By the way, we just got back from our first trip to Dunedin and saw three games.  Absolutely amazing.  I would strongly recommend it to any serious fan.  The players are very approachable and you won't have a problem getting seats in the first three rows over or beside the Jays' dugout if you order in January.  We're going back every year from now on.

slitheringslider - Monday, March 16 2009 @ 12:57 AM EDT (#197243) #
In my 14 year as a baseball fan, without a doubt the most dominant pitcher I've ever seen is Pedro Martinez in the late 90s through the beginning of this millenium. He makes hitters look ridiculous. No matter what he throws, the hitters just can't seem to make contact with it. When he wants a strikeout, he can will one. Everytime he pitches, you think someone amazing is going to happen. Aside from Tim Lincecum, I can't say the same thing about any other pitcher in today's game (maybe Rich Harden when he is healthy). Pedro just owns hitters.

The other pitcher I want to vote for is Randy Johnson. Back in the late 90s, he last years with Seattle, it seems like everytime he goes out he threatens to break Clemens' record of 20K a game. He owns everyone. He can just throw 1 pitch the entire game and he will probably still own everyone. He can tell the hitter what he is throwing and they probably still can't hit it, that's the sign of dominance.

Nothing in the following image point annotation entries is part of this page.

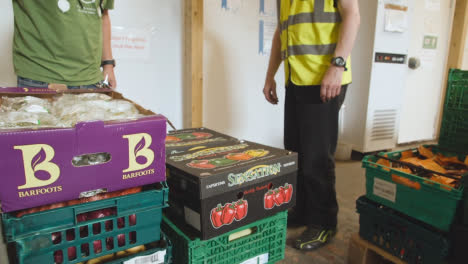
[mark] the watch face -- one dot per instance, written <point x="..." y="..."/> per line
<point x="339" y="61"/>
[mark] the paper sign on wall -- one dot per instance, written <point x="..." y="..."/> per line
<point x="131" y="43"/>
<point x="430" y="42"/>
<point x="266" y="31"/>
<point x="231" y="5"/>
<point x="396" y="20"/>
<point x="433" y="5"/>
<point x="267" y="7"/>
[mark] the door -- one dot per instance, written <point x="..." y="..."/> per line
<point x="430" y="27"/>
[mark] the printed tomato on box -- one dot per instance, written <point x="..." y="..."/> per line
<point x="220" y="187"/>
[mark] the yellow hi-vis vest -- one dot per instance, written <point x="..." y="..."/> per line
<point x="309" y="32"/>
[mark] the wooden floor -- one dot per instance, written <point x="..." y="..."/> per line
<point x="350" y="184"/>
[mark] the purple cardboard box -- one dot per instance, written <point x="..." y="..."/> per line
<point x="36" y="165"/>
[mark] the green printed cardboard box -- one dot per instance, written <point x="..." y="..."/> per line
<point x="179" y="141"/>
<point x="225" y="186"/>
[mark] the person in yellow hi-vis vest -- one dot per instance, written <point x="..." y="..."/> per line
<point x="314" y="39"/>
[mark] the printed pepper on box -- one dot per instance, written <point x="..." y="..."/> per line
<point x="218" y="188"/>
<point x="37" y="167"/>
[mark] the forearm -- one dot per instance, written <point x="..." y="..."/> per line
<point x="349" y="11"/>
<point x="275" y="56"/>
<point x="106" y="36"/>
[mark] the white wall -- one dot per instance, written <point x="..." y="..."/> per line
<point x="234" y="75"/>
<point x="156" y="82"/>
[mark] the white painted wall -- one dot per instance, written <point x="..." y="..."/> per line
<point x="465" y="57"/>
<point x="155" y="83"/>
<point x="234" y="75"/>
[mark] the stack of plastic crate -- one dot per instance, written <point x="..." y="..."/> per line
<point x="110" y="230"/>
<point x="411" y="216"/>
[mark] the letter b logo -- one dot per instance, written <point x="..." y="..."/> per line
<point x="37" y="158"/>
<point x="140" y="156"/>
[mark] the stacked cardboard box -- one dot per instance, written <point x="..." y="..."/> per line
<point x="57" y="209"/>
<point x="220" y="184"/>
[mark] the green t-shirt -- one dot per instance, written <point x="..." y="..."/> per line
<point x="59" y="41"/>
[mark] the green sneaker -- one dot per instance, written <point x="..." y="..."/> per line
<point x="313" y="238"/>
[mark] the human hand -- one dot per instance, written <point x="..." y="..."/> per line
<point x="108" y="71"/>
<point x="331" y="83"/>
<point x="269" y="90"/>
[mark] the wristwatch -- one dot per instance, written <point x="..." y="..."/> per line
<point x="339" y="62"/>
<point x="108" y="62"/>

MikeS - Monday, March 16 2009 @ 08:15 AM EDT (#197245) #
In the late 50s and 60s the pitcher's mound was higher which certainly helped the pitchers. Also, I don't know if this is just an old timers cliche but in my memory pitchers were more vigilant about pitching inside, Guys like Gibson and Don Drysdale were warriors in that regard.
Matthew E - Monday, March 16 2009 @ 09:52 AM EDT (#197246) #
Among seasons that I personally paid close attention to, I'd like to put in a good word for Mark Eichhorn, 1986.
andrewkw - Monday, March 16 2009 @ 10:22 PM EDT (#197268) #
This is a great question I'm going to have to go with the early 90s version of The Big Unit.  He wasn't quite refined and still very wild but he was racking up near or more then 300ks.  Although he was also still racking up the walks left handed hitters, great left handed hitters were legitimately afraid to face him.  John Olreud was hitting about .425 but he'd still sit against Johnson.   Then he got even better.

christaylor - Tuesday, March 17 2009 @ 10:56 PM EDT (#197275) #
That guy was incredible, me & my flex pack that year can vouch for it...awesome, but, probably he'll never be that good again.
christaylor - Tuesday, March 17 2009 @ 11:00 PM EDT (#197277) #
Since we're talking about the all-time ace of the Blue Jays, I'll have to be a bit of a downer and add that I was inside Henderson hospital in 1989 whilst the Jays were visiting CLE on that fateful day -- my uncle was busy dying of cancer (lukemia) there at the time. However, my nana, my gameboy and the Blue Jays got me through those trying times.
Glevin - Thursday, March 19 2009 @ 08:02 AM EDT (#197292) #
I would have to say either Pedro or Randy Johnson in their primes. Just untouchable. Nolan Ryan was also incredible when he got on his hot streaks. This was reminding me of the weirdest non-dominant year I remember. In 1993, Mike Moore of the Tiigers went 13-9 with a 5.22 ERA and a 1.479 WHIP. Terrible, right? Amazingly, Moore threw two  one-hitters and a two-hitter that year. It's pretty rare for a guy that bad to dominate three starts like that although I also like Todd Van Poppel's brief Tiger stint where he threw 36.3 innings with a 11.39 ERA and a 2.26 WHIP which somehow included a 5-hit shutout.